Favourite Historical Fiction set in the United Kingdom

When, over at Historical Tapestry we first discussed the concept of a series of posts about our favourite historical fictional writing centred in our home country I wondered and debated on whether to feature the United Kingdom or simply England. I could not decide and then set about simply jotting down some favourite titles and authors and it is those first notes that is the basis for this post.

Gabaldon-OutlanderFirst up is the Outlander series by Diana Gabaldon. The UK version of the first book was published as Cross Stitch. The series is fascinating and incorporates a variety of genres in addition to historical fiction. They span the the post war years in Scotland and then one of the central characters suddenly finds herself in the 18th Century Scotland and latterly America.

I started reading the series in about 2005 and was not sure it was my cup of tea, but I really enjoyed the first book and since then I have read the rest of the series and the secondary mini series which is about another of the central characters. The books are very well researched and whilst they include a degree of fantasy they are full of historical facts. I am now impatiently awaiting the publication of the latest book in the series, due to be published in January 2013.

Another series is by the very well known author Cynthia Harrod Eagles. The Morland Series caught my eye about 10 years ago. Since then I have read the first two and because I am slightly obsessive I am striving to locate the complete series before I start to read them in order. I did read recently that the publisher was planning to cease publication beyond book number 34 which is a huge shame and I do hope that decision is not final. Sadly I could not locate the author's website, but did manage to find a full listing of the books in the series HERE.

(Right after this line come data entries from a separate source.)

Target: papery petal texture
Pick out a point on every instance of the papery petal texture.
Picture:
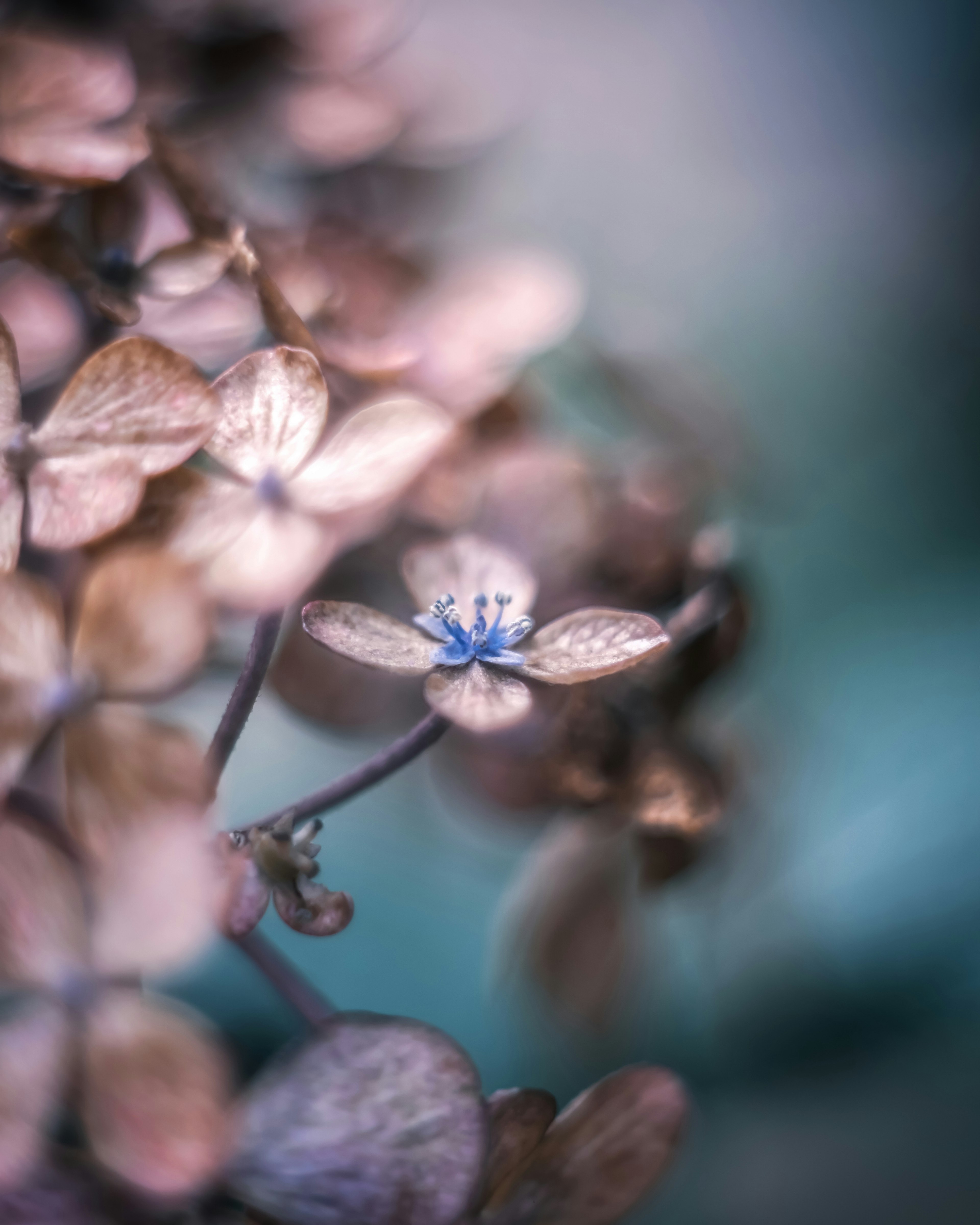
(375, 1120)
(155, 1094)
(373, 457)
(369, 638)
(478, 697)
(466, 565)
(34, 1048)
(139, 397)
(591, 642)
(144, 623)
(274, 411)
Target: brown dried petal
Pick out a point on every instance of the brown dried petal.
(274, 411)
(34, 1044)
(466, 565)
(124, 770)
(374, 1120)
(155, 1096)
(42, 916)
(139, 397)
(369, 638)
(319, 912)
(187, 269)
(374, 456)
(603, 1152)
(478, 696)
(77, 499)
(519, 1120)
(591, 642)
(144, 624)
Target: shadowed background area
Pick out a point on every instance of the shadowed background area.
(775, 207)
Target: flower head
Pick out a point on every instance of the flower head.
(475, 669)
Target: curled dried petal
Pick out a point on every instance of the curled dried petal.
(373, 457)
(374, 1120)
(369, 638)
(155, 1094)
(478, 697)
(466, 565)
(144, 623)
(34, 1045)
(592, 642)
(274, 411)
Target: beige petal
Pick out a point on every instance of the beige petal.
(10, 382)
(373, 457)
(34, 1045)
(155, 1094)
(77, 499)
(478, 696)
(463, 567)
(11, 515)
(271, 563)
(187, 269)
(156, 893)
(602, 1155)
(42, 916)
(144, 623)
(138, 397)
(274, 411)
(591, 642)
(369, 638)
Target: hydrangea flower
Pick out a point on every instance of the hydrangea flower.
(475, 673)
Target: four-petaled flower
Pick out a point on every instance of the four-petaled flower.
(475, 673)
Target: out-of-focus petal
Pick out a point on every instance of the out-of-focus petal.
(274, 411)
(156, 891)
(187, 269)
(42, 917)
(322, 912)
(463, 567)
(570, 917)
(369, 638)
(10, 382)
(34, 1045)
(271, 563)
(155, 1094)
(79, 498)
(11, 515)
(124, 770)
(374, 1120)
(337, 123)
(478, 697)
(591, 642)
(144, 623)
(374, 456)
(519, 1120)
(137, 396)
(603, 1152)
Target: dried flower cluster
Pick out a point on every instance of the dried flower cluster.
(210, 406)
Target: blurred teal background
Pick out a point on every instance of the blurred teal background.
(776, 207)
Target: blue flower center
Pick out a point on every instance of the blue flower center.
(481, 641)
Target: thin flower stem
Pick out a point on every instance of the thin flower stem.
(246, 691)
(286, 978)
(375, 770)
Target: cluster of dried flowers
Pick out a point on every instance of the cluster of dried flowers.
(359, 414)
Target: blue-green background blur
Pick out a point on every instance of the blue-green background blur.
(775, 204)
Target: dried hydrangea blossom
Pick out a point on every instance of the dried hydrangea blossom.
(263, 533)
(134, 410)
(143, 628)
(62, 107)
(280, 863)
(475, 672)
(150, 1083)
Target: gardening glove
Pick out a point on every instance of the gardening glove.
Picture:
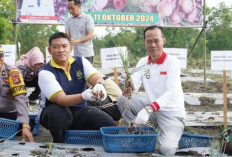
(99, 92)
(88, 95)
(143, 115)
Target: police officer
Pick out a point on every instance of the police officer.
(13, 99)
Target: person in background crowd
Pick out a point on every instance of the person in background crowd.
(13, 97)
(29, 65)
(163, 103)
(80, 28)
(63, 83)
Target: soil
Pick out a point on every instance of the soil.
(207, 104)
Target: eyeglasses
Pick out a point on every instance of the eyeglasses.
(1, 54)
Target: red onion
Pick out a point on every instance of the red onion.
(101, 4)
(148, 6)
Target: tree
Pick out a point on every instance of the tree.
(34, 36)
(220, 28)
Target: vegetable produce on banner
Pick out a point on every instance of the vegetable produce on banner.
(181, 13)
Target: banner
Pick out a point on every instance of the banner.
(42, 11)
(9, 54)
(48, 56)
(181, 13)
(221, 60)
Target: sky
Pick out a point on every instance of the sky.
(100, 31)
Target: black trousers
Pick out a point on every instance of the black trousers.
(57, 119)
(33, 83)
(109, 107)
(90, 59)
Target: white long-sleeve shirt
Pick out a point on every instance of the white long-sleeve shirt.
(162, 84)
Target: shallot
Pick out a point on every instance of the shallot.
(186, 6)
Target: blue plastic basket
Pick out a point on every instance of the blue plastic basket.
(35, 130)
(8, 128)
(117, 139)
(189, 140)
(87, 137)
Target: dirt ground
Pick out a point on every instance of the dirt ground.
(207, 105)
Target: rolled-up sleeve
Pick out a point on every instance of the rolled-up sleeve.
(48, 84)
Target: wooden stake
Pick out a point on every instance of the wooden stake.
(225, 98)
(115, 76)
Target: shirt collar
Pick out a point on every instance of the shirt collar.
(160, 60)
(54, 64)
(81, 14)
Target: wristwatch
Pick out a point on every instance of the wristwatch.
(149, 109)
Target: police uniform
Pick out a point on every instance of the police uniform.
(13, 97)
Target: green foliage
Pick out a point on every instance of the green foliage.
(6, 15)
(219, 28)
(34, 36)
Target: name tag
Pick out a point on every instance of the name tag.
(163, 73)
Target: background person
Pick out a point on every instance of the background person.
(13, 99)
(163, 103)
(63, 83)
(29, 65)
(80, 28)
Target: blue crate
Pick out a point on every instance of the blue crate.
(8, 128)
(189, 140)
(117, 139)
(35, 130)
(87, 137)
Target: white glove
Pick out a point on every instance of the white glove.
(88, 95)
(142, 117)
(99, 92)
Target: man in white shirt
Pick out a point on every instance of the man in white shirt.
(63, 81)
(38, 8)
(163, 103)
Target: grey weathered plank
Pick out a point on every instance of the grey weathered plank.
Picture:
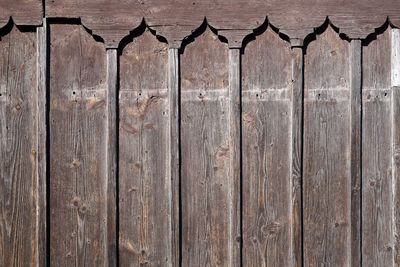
(395, 141)
(19, 188)
(355, 150)
(144, 146)
(110, 251)
(234, 182)
(266, 125)
(296, 155)
(327, 148)
(174, 157)
(377, 202)
(79, 176)
(205, 152)
(41, 145)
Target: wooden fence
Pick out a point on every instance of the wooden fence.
(205, 152)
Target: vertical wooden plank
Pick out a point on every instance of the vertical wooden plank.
(19, 188)
(145, 147)
(174, 156)
(205, 152)
(377, 202)
(234, 157)
(110, 251)
(355, 150)
(395, 108)
(327, 152)
(41, 145)
(267, 123)
(80, 140)
(296, 155)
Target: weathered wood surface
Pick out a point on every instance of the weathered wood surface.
(327, 152)
(355, 148)
(377, 197)
(171, 127)
(79, 180)
(266, 117)
(20, 190)
(23, 12)
(297, 19)
(145, 183)
(174, 151)
(395, 140)
(42, 137)
(205, 142)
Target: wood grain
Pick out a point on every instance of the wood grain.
(266, 122)
(19, 188)
(234, 241)
(327, 152)
(41, 145)
(79, 179)
(395, 141)
(145, 174)
(355, 140)
(174, 148)
(377, 202)
(205, 142)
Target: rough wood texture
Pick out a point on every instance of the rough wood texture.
(175, 19)
(174, 156)
(145, 178)
(79, 179)
(205, 143)
(296, 156)
(23, 12)
(355, 150)
(234, 241)
(377, 202)
(326, 162)
(110, 253)
(395, 142)
(19, 188)
(42, 135)
(266, 122)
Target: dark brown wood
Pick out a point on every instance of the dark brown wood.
(355, 137)
(377, 196)
(110, 252)
(144, 147)
(205, 147)
(23, 12)
(174, 156)
(80, 193)
(42, 135)
(266, 123)
(20, 185)
(327, 152)
(395, 141)
(296, 155)
(234, 241)
(176, 19)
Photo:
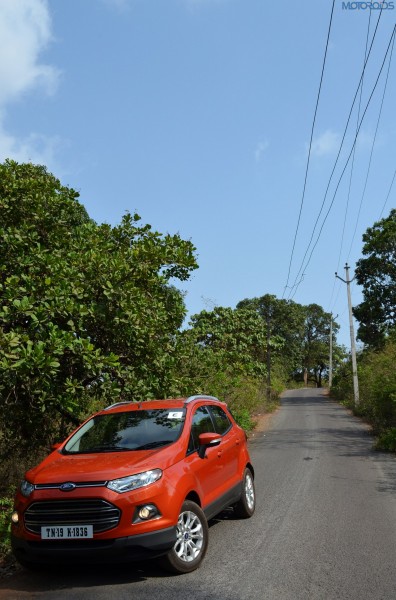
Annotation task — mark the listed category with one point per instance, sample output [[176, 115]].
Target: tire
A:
[[192, 540], [245, 506]]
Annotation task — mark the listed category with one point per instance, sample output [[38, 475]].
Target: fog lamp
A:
[[147, 512]]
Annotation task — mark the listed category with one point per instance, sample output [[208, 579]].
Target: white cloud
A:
[[25, 31], [326, 144], [261, 148], [35, 148]]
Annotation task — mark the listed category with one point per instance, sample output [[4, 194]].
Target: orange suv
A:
[[136, 480]]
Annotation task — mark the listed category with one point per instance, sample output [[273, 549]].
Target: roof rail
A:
[[118, 404], [201, 397]]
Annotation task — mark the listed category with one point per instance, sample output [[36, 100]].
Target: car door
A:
[[208, 471], [229, 448]]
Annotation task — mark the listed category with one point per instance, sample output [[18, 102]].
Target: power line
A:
[[372, 150], [387, 197], [354, 151], [304, 266], [310, 147], [349, 156]]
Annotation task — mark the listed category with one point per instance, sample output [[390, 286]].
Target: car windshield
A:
[[132, 430]]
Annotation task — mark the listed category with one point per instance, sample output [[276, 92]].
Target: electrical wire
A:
[[387, 197], [354, 153], [337, 158], [310, 147], [371, 153], [304, 266]]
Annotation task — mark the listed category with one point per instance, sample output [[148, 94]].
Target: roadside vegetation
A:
[[376, 273], [92, 314]]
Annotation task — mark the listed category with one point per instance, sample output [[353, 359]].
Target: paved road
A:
[[324, 529]]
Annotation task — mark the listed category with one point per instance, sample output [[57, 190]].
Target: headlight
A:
[[133, 482], [26, 488]]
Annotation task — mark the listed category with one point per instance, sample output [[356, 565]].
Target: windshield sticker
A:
[[176, 415]]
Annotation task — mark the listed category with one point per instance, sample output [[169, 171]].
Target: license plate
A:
[[66, 532]]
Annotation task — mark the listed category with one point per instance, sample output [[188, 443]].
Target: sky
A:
[[205, 117]]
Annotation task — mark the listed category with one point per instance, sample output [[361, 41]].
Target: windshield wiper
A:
[[103, 448]]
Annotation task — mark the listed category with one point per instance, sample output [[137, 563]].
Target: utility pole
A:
[[352, 333], [269, 314], [331, 350]]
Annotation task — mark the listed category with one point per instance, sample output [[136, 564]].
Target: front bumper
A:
[[126, 549]]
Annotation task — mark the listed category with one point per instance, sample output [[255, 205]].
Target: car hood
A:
[[58, 468]]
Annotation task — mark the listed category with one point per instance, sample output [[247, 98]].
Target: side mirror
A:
[[206, 440]]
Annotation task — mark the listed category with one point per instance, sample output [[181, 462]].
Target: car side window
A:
[[202, 423], [221, 420]]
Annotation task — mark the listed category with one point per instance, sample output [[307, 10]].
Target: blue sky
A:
[[197, 114]]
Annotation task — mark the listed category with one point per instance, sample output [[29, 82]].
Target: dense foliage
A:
[[377, 391], [87, 312], [89, 315], [376, 272]]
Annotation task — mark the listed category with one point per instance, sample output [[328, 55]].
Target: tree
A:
[[88, 314], [237, 335], [377, 274], [283, 321]]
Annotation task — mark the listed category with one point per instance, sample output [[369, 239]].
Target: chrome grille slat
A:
[[99, 513]]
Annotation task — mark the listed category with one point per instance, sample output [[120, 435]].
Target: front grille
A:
[[99, 513]]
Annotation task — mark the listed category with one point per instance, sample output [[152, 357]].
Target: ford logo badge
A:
[[67, 487]]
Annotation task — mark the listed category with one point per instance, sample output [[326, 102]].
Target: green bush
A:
[[387, 440], [377, 391], [6, 506]]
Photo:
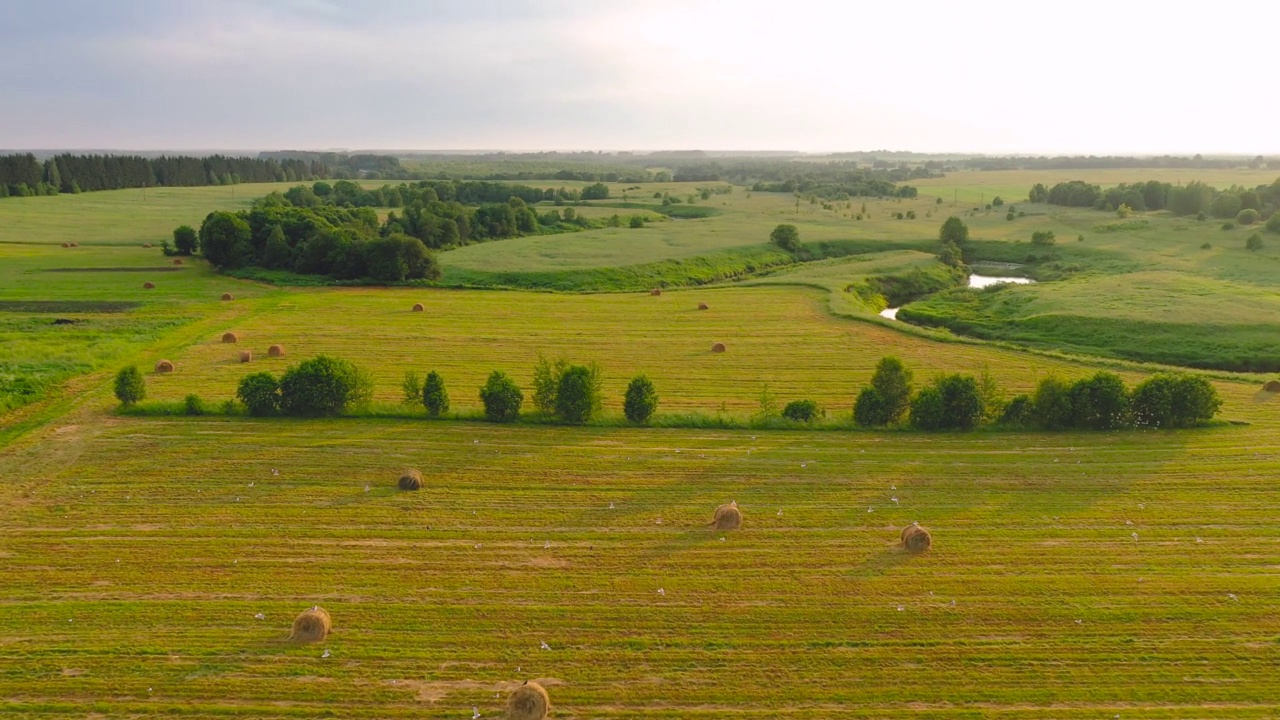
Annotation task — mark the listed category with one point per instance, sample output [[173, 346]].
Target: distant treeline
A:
[[23, 176], [1191, 199]]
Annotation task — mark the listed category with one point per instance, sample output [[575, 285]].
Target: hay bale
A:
[[411, 479], [529, 702], [727, 518], [917, 538], [311, 625]]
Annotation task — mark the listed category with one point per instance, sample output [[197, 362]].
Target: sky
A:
[[1051, 77]]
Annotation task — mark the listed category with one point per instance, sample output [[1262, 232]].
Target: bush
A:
[[129, 386], [640, 400], [579, 395], [435, 397], [1100, 402], [1051, 405], [801, 410], [869, 409], [260, 392], [193, 405], [323, 386], [786, 237], [892, 381], [501, 397], [1174, 401], [950, 402]]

I recently was introduced to the fascinating series by Philippa Gregory as my local book group are currently reading The White Queen which is the first in the Cousin's War Series. Having been drawn in by this book, I explored the author's website and was delighted to see a whole list of further reading to explore, other books to read, chapters to download and even an iPhone app. I also note, somewhat excitedly that The White Queen is to be made into a BBC Drama, to be broadcast in the UK in 2013.

The Suspicions of Mr. Whicher: A Shocking…
A book which I read a few years ago was The Suspicions of Mr Whicher. This was based upon a true event which happened in the Wiltshire in 1860. What I loved about this book was the fact that I could actually trace the events through historical documentation which appeals to my genealogical mind. The book was made into a mini series about a year ago and was broadcast here in the UK. You can read an extract and a bit more about the book HERE.

Currently in my rather large supply of library books I have a real door stop of a book - New York by Edward Rutherford. As I moved it this morning it reminded me that in this rather loose series based upon locations, the author has written three books set in England, the first is Sarum which is essentially set at Stonehenge and Salisbury.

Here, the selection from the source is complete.